Calgary Coal Plant
A coal-fired power generator in CalgaryEnvironmental Defence

Alberta is on its way to coal-free electricity. The province has struck a deal with three major power producers to formally end coal-fired electricity by 2030.

Environment Minister Shannon Phillips announced Thursday that the province will pay three major power producers a total of $97 million a year over the next 14 years to compensate them for the shut down and to help them transition to cleaner forms of energy.

"This is a made in Alberta plan for Alberta's electricity market," Phillips said, noting that the federal government recently announced it will act to phase out coal-fired electricity in the same time frame.

According to CTV News the payments will be spread amongst TransAlta, Capital Power and Atco. The money will come out of the carbon levy on heavy industrial emitters. Talks with a fourth player, Calgary-based public utility Enmax, are ongoing.

Phillips said the deal will not result in higher power bills.

Under the terms of the deal the power producers are to keep their headquarters in Alberta, continue to invest in the province and work to provide support to the communities affected by the shutdown.

There are 18 coal-fired electricity units in Alberta. All but six of them are already scheduled to shut down before 2030.

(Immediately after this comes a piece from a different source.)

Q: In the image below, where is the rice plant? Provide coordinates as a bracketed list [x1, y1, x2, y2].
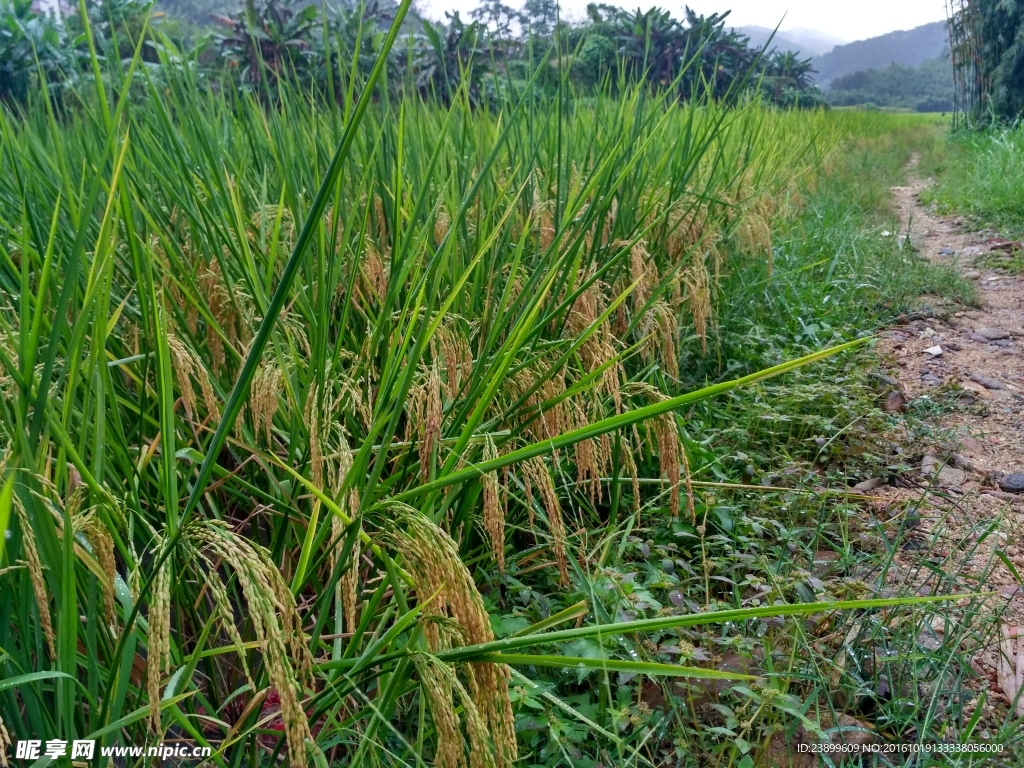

Deputy Premier Sarah Hoffman, told 680News that Capital Power will pay the province $39 million and in return will be allowed to give back to the province a money-losing contract to purchase electricity.

"We've hit a big milestone," Hoffman told reporters Thursday.

"By working together we are preventing Albertans from bearing the full cost of business losses through our electricity market."

Hoffman also discussed the controversial Power Purchase Agreements (PPA) with TransCanada Energy and AltaGas.

Acording to 680News, under the PPAs, the firms bought power from generators and then tried to sell it at a profit.

The province filed a lawsuit against the companies in July after the companies pulled out, effectively returning the money-losing deals to ratepayers.

The power companies said changes to the electricity system under the province's new climate change plan had made the deals "more unprofitable," thus triggering a contract clause that allowed them to pull out.

The province, however, said low power prices — not the climate plan — were to blame for the losses, and that the actions of the power companies could leave ratepayers on the hook for $2 billion.

The province also argued the PPAs' "more unprofitable" exit clause was crafted illegally under questionable circumstances under the former Progressive Conservative government and therefore had no legal validity.

"We have never blamed these power companies for taking advantage of the mistakes that the former (Progressive) Conservative government made," said Hoffman.

According to the Calgary Herald, the moves have triggered controversy among players in the power system. The big changes are also expensive.

The agency that oversees the province's grid estimates it will cost up to $25 billion to replace coal plants, meet the government's targets for new renewable power generation and meet future customer demand.

Terry Boston, a US electricity veteran hired by the government as a consultant on the coal deal, pegs the cost at $20 billion to $30 billion.